To the extent that Plaintiff is claiming that the delays in the processing of his checks have caused him mental anguish, no constitutional claim has been stated. Under the Prison Litigation Reform Act (42 U.S.C. §1997e(e)), a physical injury requirement is coextensive with the physical injury test. See Siglar v. Hightower, 112 F.3d 191, 193-94 (5th Cir. 1997); see also Jones v. Price, 696 F.Supp.2d 618, 624 (N.D. W.Va. 2010) (no federal civil action may be brought by a prisoner confined in a jail, prison, or other correctional facility, for mental or emotional injury suffered while in custody without a prior showing of physical injury). It is the nature of the relief sought, however, and not the underlying substantive violation that controls this limitation on recovery in § 1997e(e).

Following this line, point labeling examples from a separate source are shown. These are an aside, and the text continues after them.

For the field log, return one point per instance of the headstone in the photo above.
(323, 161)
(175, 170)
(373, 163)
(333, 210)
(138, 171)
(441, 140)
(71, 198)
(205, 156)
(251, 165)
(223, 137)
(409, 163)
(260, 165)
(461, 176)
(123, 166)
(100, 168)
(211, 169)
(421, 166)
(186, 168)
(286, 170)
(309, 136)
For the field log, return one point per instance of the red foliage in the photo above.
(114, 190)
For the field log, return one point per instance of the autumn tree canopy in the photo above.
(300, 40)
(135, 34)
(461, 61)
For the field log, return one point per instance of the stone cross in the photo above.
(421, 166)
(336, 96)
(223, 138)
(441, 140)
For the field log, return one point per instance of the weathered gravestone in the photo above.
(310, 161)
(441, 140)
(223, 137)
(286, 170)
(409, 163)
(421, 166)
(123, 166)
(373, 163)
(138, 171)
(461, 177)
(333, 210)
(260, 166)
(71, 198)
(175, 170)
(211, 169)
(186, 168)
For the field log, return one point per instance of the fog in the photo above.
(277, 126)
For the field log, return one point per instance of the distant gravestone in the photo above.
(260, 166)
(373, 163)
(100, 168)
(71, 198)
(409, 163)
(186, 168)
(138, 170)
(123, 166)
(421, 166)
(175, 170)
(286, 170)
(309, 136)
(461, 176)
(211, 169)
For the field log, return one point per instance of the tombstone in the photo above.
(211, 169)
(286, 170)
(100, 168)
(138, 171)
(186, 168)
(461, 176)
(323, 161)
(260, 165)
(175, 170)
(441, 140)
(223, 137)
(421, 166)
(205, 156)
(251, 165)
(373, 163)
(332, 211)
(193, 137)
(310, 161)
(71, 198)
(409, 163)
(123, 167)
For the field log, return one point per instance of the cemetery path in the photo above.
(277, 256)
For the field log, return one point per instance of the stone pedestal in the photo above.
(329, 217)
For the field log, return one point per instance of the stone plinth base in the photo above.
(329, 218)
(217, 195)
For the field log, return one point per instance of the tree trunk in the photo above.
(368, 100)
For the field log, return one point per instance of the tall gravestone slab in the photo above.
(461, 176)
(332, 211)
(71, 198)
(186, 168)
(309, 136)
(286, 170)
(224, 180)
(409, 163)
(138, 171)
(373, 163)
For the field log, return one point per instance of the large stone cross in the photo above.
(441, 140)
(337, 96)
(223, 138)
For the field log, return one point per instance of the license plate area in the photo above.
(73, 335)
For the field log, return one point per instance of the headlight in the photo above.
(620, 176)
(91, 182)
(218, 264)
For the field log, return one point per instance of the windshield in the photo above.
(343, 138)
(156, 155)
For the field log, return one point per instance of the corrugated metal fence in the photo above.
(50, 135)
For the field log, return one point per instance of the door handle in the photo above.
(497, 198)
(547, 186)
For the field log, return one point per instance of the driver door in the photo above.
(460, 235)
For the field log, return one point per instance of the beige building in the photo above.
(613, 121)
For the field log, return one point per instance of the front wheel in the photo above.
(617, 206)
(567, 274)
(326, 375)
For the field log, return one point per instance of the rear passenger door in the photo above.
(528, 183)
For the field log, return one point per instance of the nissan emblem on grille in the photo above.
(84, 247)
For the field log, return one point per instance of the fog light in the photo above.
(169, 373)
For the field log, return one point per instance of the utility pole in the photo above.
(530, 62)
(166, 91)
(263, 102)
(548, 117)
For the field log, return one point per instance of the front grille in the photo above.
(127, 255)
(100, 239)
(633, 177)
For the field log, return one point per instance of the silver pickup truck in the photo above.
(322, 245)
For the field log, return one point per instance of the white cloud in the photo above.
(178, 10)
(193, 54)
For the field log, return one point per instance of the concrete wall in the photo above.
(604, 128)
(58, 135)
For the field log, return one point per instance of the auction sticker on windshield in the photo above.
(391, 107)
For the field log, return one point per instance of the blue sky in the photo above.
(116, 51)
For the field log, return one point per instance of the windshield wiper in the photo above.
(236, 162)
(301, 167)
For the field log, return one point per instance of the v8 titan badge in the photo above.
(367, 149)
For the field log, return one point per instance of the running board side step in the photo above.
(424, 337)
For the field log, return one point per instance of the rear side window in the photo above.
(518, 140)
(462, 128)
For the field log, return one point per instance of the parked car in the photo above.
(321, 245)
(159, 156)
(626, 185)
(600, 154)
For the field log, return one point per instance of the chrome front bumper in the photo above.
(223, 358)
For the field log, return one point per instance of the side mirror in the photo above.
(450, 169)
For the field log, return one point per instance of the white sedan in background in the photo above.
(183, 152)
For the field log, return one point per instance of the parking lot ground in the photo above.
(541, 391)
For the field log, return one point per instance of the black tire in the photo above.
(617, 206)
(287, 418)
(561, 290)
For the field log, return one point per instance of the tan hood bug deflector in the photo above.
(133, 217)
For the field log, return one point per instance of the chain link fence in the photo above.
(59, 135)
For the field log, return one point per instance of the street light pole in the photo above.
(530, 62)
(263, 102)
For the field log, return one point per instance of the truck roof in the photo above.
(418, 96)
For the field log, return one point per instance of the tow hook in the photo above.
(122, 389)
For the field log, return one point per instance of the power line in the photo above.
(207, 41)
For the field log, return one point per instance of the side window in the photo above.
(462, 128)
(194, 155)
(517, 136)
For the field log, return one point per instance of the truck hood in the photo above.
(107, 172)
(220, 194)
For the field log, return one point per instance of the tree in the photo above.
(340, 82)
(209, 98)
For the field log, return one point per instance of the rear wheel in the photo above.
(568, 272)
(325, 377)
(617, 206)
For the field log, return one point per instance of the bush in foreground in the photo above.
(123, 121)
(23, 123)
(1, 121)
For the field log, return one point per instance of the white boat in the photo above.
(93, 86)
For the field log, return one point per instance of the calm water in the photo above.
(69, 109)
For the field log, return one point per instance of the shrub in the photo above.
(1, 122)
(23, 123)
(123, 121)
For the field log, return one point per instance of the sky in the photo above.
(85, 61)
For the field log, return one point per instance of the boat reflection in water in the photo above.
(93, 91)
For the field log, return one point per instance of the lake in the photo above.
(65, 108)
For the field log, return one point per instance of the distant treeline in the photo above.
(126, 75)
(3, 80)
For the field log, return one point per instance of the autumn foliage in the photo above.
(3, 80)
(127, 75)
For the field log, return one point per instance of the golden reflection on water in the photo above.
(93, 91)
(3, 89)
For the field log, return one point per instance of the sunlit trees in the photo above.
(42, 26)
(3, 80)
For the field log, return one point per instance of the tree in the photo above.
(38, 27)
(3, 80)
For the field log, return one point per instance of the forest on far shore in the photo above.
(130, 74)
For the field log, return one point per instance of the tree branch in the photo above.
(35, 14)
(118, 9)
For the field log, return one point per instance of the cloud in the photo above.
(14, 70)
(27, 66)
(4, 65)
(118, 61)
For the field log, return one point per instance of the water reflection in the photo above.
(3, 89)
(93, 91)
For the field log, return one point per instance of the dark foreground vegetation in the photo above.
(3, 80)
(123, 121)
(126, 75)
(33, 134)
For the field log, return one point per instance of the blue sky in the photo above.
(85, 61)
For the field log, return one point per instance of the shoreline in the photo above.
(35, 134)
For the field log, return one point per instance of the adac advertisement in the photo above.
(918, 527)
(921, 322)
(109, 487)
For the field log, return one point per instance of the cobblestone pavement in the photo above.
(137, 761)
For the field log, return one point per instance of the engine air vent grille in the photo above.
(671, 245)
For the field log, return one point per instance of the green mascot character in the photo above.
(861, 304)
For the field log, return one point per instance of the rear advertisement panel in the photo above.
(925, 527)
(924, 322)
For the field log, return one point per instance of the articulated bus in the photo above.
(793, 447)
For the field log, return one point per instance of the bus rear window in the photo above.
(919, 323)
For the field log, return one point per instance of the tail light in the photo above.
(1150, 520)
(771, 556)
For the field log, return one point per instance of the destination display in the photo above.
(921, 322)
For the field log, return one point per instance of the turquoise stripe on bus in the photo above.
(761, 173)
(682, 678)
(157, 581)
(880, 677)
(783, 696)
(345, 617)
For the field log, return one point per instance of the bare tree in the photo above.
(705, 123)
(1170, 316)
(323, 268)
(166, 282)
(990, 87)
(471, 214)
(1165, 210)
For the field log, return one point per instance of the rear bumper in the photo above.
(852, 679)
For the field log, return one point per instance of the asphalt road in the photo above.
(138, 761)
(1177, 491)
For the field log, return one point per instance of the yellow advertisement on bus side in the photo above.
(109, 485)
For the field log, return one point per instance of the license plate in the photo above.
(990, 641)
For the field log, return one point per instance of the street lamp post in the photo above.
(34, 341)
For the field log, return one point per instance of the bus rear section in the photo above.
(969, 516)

Plaintiff's complaint about the food services at CDF fares no better. While Plaintiff complains that the food at CDF has no variety and is "disgusting, " detainees cannot expect the amenities, conveniences and services of a good hotel or five-star restaurant. See Harris v. Fleming, 839 F.2d 1232, 1235 (7th Cir. 1988). As a pre-trial detainee, Plaintiff has no due process right to be served food according to taste preferences. Further, as Plaintiff has not indicated that his food is not nutritionally adequate, he has not alleged a deprivation of constitutional proportions. See Wishon v. Gammon, 978 F.2d 446, 449 (8th Cir. 1992) (dismissing plaintiff's claim when he "presented no evidence that the food he was served was nutritionally inadequate or prepared in a manner presenting an immediate danger to his health, or that his health suffered as a result of the food.").[2]

Because Plaintiff's civil rights case fails to state a claim, his case shall be dismissed pursuant to 28 U.S.C. § 1915(e).[3] He is hereby notified that he may be barred from filing future suits in forma pauperis if he continues to file federal civil rights actions that are subject to dismissal under § 1915(e) or Rule 12(b)(6).[4] This constitutes the first § 1915(e) strike to be assessed against Plaintiff. A separate order follows.